Parinaud Oculoglandular Syndrome
This happens when the bacteria enter through the eye. A child rubs their eye after petting a flea-infested kitten. The conjunctiva becomes red and swollen, and the lymph node in front of the ear swells up. It looks like pink eye but does not respond to standard eye drops. Treatment requires oral antibiotics—doxycycline for 2 weeks.
Neuroretinitis
The bacteria infect the optic nerve. Vision becomes blurry in one eye. An eye exam shows a star-shaped pattern of fluid leakage at the macula. This is rare but serious. Most patients recover vision fully after 3-6 months of antibiotics, but some have permanent blind spots.
Bacillary Angiomatosis
This only happens in people with severely weakened immune systems (HIV with CD4 count below 100). The bacteria cause red, raised skin lesions that look like Kaposi sarcoma. Treatment is erythromycin or doxycycline for 3 months. Without treatment, the bacteria can spread to the liver and spleen.
When NOT to Worry and When to Act
Here is a clear rule of thumb. If you get scratched by a cat and the wound heals normally within a week, you are fine. No action needed. If the scratch site becomes red, warm, and swollen after 3-5 days, that is a bacterial skin infection, not cat scratch disease. Go to a clinic for standard wound care.
If the scratch heals but then a lymph node swells up 1-3 weeks later, that is cat scratch disease until proven otherwise. See a doctor. Get the serology test. If the node is painful and larger than 2cm, ask about azithromycin. If you have no other symptoms, you can wait it out—but monitor for fever or vision changes.

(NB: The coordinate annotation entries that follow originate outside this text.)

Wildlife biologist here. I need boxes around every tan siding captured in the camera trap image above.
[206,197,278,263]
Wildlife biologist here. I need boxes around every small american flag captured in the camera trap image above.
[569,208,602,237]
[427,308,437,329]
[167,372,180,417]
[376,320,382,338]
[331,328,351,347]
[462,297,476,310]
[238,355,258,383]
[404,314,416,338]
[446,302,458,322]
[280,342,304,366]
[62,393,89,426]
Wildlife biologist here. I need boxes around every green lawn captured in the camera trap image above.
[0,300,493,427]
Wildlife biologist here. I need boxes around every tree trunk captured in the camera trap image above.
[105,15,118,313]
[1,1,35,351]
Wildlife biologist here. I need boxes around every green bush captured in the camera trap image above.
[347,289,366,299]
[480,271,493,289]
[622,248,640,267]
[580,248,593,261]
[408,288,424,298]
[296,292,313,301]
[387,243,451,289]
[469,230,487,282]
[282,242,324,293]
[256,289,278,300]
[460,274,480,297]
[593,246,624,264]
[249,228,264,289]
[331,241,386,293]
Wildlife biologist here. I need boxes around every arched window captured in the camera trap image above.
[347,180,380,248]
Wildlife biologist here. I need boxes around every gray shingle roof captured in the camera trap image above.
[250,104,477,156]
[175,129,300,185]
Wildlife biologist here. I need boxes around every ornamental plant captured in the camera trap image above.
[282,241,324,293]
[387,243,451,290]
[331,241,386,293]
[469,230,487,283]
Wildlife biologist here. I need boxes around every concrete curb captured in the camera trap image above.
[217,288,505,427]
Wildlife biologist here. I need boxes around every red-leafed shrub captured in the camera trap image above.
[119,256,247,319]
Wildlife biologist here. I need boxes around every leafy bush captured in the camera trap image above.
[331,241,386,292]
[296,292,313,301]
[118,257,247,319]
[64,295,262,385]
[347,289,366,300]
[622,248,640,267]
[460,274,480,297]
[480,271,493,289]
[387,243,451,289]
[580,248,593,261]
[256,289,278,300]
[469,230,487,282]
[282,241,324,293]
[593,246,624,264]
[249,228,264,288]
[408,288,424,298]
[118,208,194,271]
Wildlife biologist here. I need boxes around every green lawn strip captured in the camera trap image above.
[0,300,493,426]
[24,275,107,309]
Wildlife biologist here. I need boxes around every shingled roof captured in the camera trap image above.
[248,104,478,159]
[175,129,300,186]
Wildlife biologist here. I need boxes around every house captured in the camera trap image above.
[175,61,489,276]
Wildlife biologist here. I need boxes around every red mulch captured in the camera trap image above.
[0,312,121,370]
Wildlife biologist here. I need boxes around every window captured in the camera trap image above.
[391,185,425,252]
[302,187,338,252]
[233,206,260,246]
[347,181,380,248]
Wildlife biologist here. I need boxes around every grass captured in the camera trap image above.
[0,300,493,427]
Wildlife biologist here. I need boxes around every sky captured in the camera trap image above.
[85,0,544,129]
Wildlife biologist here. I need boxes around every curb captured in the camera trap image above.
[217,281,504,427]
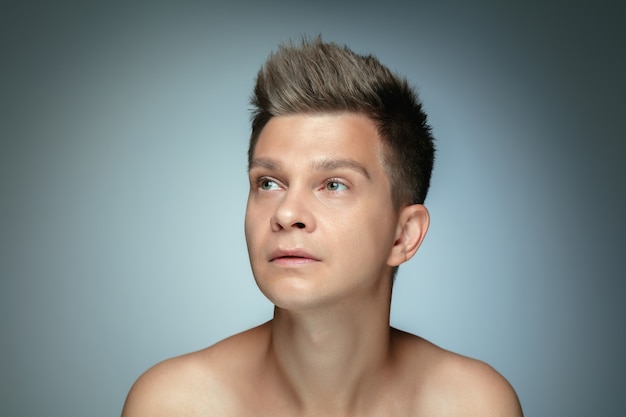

One more thing: cat scratch disease does NOT spread from person to person. You cannot catch it from a friend who has it. The only source is a flea-infested cat or a direct flea bite.
| Scenario | Action | Timeline |
|---|---|---|
| Cat scratch heals normally | No action needed | Watch for 2 weeks |
| Scratch site gets infected (red, pus) | See doctor for wound care | Within 48 hours |
| Lymph node swells 1-3 weeks after scratch | Request Bartonella serology test | Within 1 week of swelling |
| Swollen node + fever over 101°F | See doctor, ask about azithromycin | Immediately |
| Vision changes or eye redness after cat contact | See an ophthalmologist | Same day |
Cat scratch disease is not a reason to avoid cats while traveling. But knowing the symptoms and the timeline means you will not waste weeks on the wrong treatment. If a lymph node swells after a kitten encounter, mention cats to your doctor. That single sentence can save you a month of confusion.